“I’ve been praying about it, and I just really feel like this is what God wants me to do…”
Have you ever heard someone say something like this? If so, how did you respond? If you’re anything like me, maybe you thought, “Wow, this person must have a really strong prayer life! They have such a close relationship to God that they can just go to Him whenever they are unsure in life and He will show them which way to go. I wish I had that kind of prayer life.”
But, even though prayer is an important part of decision-making, and even though the child of God can rightfully follow a sense of calling or direction in his or her life, I think hearing people say things like the statement above is one of the things that has often led me to pray with the wrong mindset. It made me think that if I had a strong enough prayer life, if I only prayed often enough, long enough, hard enough, good enough, etc., God would somehow reveal some secret knowledge about His plan for my life. When facing difficult decisions, I would ask God to guide me, to show me what I should do, expecting to suddenly have this revelation that others claimed to have experienced. But, praying like this usually only left me frustrated or confused.
So, how are we to pray for guidance? To answer this question, let’s look at how Christ taught us to pray in the Lord’s Prayer. The third petition He teaches us to pray is, “Thy will be done in earth, as it is in heaven” (Matthew 6:10). Based on this petition, here are three guidelines for how we are to pray:
#1 – Concerned with God’s will of command, not His will of decree
There are two ways in which we speak of God’s one will: first, there is the will of His eternal decrees, His sovereign decision in eternity for how and when all things will happen. Secondly, there is the will of God’s command, that is, His decision for how His creatures are to rightly live before Him. Since the will of God’s decrees is sovereign and everything will happen exactly as God has determined in eternity, it is especially the will of God’s command that we must be concerned with when we pray, “Thy will be done in earth, as it is in heaven.”
So, when we pray for guidance, we are not to pray expecting God to reveal to us His eternal decrees so that we can know what decision we must make. We shouldn’t worry about “stepping out of His plan” or making sure we remain living according to His will of decrees, because His plan is sovereign and there is no decision that we could make that would cause us to “miss” God’s plan for us.

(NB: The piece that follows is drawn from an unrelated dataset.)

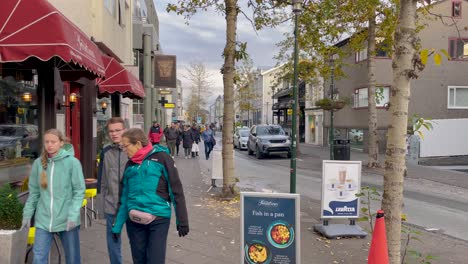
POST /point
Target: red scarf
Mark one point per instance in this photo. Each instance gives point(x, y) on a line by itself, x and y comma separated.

Instead, we must make decisions based on the will of God’s commands. When we pray for guidance, what we should really be praying for is wisdom to subject our decisions to God’s commandments. Instead of trying to figure out whether a certain choice is along the lines of God’s eternal decrees, we should ask ourselves whether it would cause us to sin or put us in a position that would tempt us to sin, or whether it would put us in a position where we can best love and serve God and our neighbor.
#2 – Practically, not abstractly
When we pray for guidance, it is easy to fall into the habit of making abstract requests and vaguely asking God to guide us or show us His will, but never going deeper than that. But the petition “Thy will be done in earth, as it is in heaven” is a very practical request to renounce our will and obey God’s commandments. And if we want to obey God’s commandments, we have to know them! We can’t just pray the words of the third petition and leave it at that – we also have to study God’s Word and grow in knowledge of His commandments so that we can understand how to obey them.
#3 – Driven by submission, not our own desires
In a way, this aspect ties in with my last post, which stressed the importance of putting God, not ourselves, first in our prayers. When we pray, we often want to immediately express our desires and requests, but Christ teaches that we are to first humble ourselves and submit to His will. It is only when we have renounced our own sinful wills and desires that we can truly pray “Thy will be done” and submit ourselves to all of God’s commands, even the command to submit willingly and thankfully to His unfolding plan in our lives.